In [1]:
from pyspark.sql import SparkSession
from pyspark.sql.functions import col, avg, round

# Initialize Spark Session
spark = SparkSession.builder.appName("StudentsDataFrameExample").getOrCreate()

# Step 1: Read CSV file into DataFrame
df = spark.read.csv("students.csv", header=True, inferSchema=True)

# Step 2: Explore dataset
print("=== First 10 rows ===")
df.show(10)

print("=== Schema ===")
df.printSchema()

print("=== Datatypes ===")
print(df.dtypes)

print("=== Summary statistics ===")
df.describe().show()

print("Total rows:", df.count())
print("Columns:", df.columns)

# Step 3: Select specific columns
print("\n=== Select name, age, and math columns ===")
df.select("name", "age", "math").show(10)

# Step 4: Filter students (age >= 21 and math >= 70)
print("\n=== Students with age >= 21 and math >= 70 ===")
df.filter((col("age") >= 21) & (col("math") >= 70)).show(10)

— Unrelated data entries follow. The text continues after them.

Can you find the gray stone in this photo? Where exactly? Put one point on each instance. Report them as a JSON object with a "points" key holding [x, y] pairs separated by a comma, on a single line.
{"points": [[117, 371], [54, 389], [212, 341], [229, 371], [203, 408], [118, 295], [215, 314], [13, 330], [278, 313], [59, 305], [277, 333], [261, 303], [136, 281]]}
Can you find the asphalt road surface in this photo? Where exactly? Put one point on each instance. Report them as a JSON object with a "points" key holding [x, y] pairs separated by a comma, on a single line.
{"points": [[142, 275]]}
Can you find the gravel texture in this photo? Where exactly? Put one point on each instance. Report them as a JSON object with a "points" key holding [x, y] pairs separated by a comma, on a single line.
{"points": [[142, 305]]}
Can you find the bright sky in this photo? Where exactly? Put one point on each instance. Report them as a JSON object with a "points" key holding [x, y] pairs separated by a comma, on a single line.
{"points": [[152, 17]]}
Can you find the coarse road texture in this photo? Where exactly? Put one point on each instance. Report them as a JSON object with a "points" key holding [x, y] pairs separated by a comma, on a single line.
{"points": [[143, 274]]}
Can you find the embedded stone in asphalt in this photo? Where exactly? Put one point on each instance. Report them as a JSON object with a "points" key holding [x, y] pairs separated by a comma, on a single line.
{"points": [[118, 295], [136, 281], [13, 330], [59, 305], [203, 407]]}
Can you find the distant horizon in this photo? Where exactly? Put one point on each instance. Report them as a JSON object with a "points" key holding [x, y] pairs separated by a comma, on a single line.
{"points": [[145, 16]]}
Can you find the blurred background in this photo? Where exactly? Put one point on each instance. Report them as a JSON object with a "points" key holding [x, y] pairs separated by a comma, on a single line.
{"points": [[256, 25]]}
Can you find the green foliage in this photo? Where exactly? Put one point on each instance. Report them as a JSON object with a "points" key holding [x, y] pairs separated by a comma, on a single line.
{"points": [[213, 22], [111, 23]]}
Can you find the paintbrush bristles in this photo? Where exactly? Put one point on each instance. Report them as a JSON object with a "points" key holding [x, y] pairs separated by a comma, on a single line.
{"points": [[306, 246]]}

# Step 5: Add a new column: average marks
df_with_avg = df.withColumn(
    "average",
    round((col("math") + col("science") + col("english")) / 3, 2)
)
print("\n=== Dataset with new column 'average' ===")
df_with_avg.show(10)

# Step 6: Filter students with average >= 75 and sort descending
print("\n=== Students with average >= 75 (sorted) ===")
df_with_avg.filter(col("average") >= 75).orderBy(col("average").desc()).show(10)

# Step 7: Group by gender and calculate average marks
print("\n=== Average marks by gender ===")
df_with_avg.groupBy("gender").agg(
    round(avg("math"), 2).alias("avg_math"),
    round(avg("science"), 2).alias("avg_science"),
    round(avg("english"), 2).alias("avg_english"),
    round(avg("average"), 2).alias("overall_avg")
).show()

# Stop Spark session
# spark.stop()


=== First 10 rows ===
+---+-------+---+------+----+-------+-------+
| id|   name|age|gender|math|science|english|
+---+-------+---+------+----+-------+-------+
|  1|  Alice| 20|     F|  66|     92|     44|
|  2|    Bob| 20|     M|  82|     52|     77|
|  3|Charlie| 22|     F|  43|     57|     76|
|  4|  David| 19|     M|  95|     69|     46|
|  5|    Eva| 19|     F|  62|     44|     96|
|  6|  Frank| 22|     F|  70|     78|     94|
|  7|  Grace| 24|     F|  67|     66|     93|
|  8|  Henry| 21|     F|  53|     82|     60|
|  9|    Ivy| 19|     M|  64|     52|     46|
| 10|   Jack| 19|     F|  44|     59|     60|
+---+-------+---+------+----+-------+-------+
only showing top 10 rows
=== Schema ===
root
 |-- id: integer (nullable = true)
 |-- name: string (nullable = true)
 |-- age: integer (nullable = true)
 |-- gender: string (nullable = true)
 |-- math: integer (nullable = true)
 |-- science: integer (nullable = true)
 |-- english: integer (nullable = true)

=== Datatypes ===
[('id',